Размер шрифта
-
+

Обреченные - стр. 12

– Бабушка Минни?

Накладные ресницы, похожие на паучьи лапки, вздрагивают. Один край отлепился, отчего вид у старушки несколько безумный. Она моргает, приподнимается на локтях и щурится в мою сторону бельмами. Морщинистое лицо расходится в улыбке, и десны шепелявят:

– Пампушечка?

Для СПИДЭмили-Канадки: это атас. Даже если ты умер, сердце схватывает так же больно, режет, как аневризма, которая распухает от слез и вот-вот лопнет.
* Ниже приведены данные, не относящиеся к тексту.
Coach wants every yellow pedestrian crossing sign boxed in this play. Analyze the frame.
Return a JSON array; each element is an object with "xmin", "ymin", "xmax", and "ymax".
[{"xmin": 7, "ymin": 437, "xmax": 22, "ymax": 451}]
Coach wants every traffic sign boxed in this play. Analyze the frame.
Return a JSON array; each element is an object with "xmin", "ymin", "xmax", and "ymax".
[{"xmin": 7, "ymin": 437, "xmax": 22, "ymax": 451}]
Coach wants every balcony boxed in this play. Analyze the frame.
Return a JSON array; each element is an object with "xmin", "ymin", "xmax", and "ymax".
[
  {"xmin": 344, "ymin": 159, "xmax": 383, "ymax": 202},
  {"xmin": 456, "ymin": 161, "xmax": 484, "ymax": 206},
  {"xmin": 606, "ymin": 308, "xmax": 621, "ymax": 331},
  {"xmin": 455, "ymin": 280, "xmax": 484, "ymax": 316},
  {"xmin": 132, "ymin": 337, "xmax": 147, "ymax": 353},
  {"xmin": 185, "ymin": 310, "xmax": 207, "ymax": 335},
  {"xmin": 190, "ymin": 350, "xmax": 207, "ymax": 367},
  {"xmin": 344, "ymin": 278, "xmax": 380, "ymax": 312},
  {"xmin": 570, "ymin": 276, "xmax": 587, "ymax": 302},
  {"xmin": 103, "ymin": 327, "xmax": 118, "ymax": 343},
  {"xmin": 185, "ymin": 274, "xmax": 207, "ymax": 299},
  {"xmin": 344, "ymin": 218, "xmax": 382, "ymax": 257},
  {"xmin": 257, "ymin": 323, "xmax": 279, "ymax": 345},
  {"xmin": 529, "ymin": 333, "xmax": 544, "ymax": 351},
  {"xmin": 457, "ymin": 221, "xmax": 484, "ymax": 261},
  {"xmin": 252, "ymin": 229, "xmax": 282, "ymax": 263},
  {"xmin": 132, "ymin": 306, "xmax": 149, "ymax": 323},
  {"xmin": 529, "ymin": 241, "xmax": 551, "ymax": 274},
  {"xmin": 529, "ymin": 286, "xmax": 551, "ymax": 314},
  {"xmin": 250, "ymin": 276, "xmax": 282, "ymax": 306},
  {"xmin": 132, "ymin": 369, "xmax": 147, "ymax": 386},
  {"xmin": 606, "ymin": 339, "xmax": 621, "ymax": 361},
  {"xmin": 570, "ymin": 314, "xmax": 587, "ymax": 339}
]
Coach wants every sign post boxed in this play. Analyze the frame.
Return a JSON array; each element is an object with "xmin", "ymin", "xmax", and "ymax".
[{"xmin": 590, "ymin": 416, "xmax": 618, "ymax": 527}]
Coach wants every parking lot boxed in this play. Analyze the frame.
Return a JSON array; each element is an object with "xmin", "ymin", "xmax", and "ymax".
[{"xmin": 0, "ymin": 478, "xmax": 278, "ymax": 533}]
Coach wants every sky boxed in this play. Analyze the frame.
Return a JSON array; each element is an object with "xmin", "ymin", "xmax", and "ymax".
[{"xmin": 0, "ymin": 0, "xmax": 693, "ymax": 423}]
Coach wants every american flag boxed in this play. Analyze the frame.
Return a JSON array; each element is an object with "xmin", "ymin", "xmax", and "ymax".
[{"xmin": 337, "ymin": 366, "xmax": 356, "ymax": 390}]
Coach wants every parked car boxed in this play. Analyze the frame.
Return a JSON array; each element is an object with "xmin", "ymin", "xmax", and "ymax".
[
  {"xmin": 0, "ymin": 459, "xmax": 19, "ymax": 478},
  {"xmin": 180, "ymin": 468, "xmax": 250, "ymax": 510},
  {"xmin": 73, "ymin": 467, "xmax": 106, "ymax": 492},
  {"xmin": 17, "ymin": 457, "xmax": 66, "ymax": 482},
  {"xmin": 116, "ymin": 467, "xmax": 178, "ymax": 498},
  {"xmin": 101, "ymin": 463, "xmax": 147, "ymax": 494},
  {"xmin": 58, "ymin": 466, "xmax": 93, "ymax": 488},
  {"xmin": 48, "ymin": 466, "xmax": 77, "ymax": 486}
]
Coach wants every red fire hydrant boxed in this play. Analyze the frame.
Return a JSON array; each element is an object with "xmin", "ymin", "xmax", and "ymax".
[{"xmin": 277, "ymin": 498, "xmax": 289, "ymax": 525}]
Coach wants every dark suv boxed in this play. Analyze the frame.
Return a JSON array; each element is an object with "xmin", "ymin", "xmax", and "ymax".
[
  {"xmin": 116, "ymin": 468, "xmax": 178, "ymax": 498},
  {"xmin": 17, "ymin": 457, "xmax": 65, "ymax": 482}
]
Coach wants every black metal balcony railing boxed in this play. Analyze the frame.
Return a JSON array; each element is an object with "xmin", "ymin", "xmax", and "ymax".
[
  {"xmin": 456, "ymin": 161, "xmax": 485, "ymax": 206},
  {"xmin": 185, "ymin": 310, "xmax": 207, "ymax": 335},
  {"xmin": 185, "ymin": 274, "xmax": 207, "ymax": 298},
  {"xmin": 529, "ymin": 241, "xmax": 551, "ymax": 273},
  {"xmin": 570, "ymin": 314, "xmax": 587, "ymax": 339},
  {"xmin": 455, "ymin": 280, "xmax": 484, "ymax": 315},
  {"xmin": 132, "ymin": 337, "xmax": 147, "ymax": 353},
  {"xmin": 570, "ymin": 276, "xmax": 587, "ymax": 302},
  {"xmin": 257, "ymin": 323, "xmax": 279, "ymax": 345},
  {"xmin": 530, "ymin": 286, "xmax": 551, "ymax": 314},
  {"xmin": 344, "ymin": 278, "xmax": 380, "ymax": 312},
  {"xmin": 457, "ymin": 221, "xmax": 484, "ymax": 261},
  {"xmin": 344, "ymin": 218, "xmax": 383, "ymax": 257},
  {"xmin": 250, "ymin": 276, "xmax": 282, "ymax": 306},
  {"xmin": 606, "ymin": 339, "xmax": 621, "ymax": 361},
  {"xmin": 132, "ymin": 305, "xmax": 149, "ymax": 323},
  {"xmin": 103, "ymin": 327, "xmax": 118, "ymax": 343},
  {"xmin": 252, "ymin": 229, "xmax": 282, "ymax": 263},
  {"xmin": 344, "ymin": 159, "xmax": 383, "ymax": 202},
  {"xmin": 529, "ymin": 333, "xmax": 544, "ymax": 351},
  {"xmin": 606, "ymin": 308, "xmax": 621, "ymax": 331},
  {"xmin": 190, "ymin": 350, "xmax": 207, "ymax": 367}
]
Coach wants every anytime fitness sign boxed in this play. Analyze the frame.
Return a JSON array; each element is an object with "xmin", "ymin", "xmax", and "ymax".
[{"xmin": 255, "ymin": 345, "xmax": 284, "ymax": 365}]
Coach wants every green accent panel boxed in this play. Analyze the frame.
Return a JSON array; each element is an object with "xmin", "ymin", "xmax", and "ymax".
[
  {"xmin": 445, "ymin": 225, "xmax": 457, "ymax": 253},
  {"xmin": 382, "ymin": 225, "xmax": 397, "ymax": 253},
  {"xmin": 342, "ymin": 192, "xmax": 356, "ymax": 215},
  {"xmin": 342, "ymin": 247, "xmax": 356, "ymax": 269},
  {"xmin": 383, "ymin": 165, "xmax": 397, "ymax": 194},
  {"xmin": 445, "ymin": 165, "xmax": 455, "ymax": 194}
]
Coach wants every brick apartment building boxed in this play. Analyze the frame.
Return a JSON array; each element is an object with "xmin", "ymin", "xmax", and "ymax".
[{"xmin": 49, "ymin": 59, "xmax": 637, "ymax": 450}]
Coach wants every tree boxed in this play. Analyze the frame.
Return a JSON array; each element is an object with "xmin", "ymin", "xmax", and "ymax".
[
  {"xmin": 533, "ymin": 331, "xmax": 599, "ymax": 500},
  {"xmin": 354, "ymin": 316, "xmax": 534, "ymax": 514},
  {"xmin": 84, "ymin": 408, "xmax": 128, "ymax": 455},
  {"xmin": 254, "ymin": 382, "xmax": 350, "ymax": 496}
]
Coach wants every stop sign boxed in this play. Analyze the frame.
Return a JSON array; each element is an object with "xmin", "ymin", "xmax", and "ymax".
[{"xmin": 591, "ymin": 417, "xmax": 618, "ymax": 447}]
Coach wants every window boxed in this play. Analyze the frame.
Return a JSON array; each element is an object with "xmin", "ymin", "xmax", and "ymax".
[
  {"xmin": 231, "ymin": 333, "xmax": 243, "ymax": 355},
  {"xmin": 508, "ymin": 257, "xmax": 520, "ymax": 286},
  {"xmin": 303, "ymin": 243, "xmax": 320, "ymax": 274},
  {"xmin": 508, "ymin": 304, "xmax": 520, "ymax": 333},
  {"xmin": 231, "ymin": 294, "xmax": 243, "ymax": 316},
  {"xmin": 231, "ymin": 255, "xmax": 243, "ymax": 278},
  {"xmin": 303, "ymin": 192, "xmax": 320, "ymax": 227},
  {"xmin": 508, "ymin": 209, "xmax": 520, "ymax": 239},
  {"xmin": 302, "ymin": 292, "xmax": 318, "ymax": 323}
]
Бабушка переводит взгляд с меня на подол своего платья, опять на меня, потом на пайетки и на бархат, приоткрывающий старческие ноги, и говорит:

– Ну и дела! Ты посмотри только: твоя мамаша вырядила меня на похороны проституткой! – Трясущаяся, вся в кольцах рука тянется к столику и хватает пачку «Голуаз». – Дай-ка огонечку бабушке Минни. – Она подносит сигарету ко рту, ее дряблые губы складываются, как для поцелуя, и обхватывают фильтр.

21 декабря, 8:09 по восточному времени

Тошнотворная семейная встреча

Отправила Мэдисон Спенсер ([email protected])


Милый твиттерянин!

Бабушка, расположившаяся на атласном покрывале моей кровати, кладет одну тощую ногу на другую, и под высоким разрезом юбки мелькает неприятный вид. Меня передергивает.

– Мы похоронили тебя… без нижнего белья?

– Глупая у тебя мамаша, – вместо ответа замечает бабушка. Платье у нее без рукавов, она разглядывает татуировку, которая колючим орнаментом обхватывает ее запястье, тянется к локтю и дальше по плечу. Черные шипастые линии складываются в слова «Я [] Камиллу Спенсер… Я [] Камиллу Спенсер…» – и между фразами наколоты цветущие розы. Бабушка плюет на палец и трет буквы на запястье, говоря:

– Что это еще за приторная дрянь?

Она не видит, но татуировка бежит от плеча к шее, обхватывает ее удавкой, а заканчивается большой розой почти во всю щеку. Это многократное признание набили на ее старой, иссушенной солнцем коже после смерти по настоянию моей матери.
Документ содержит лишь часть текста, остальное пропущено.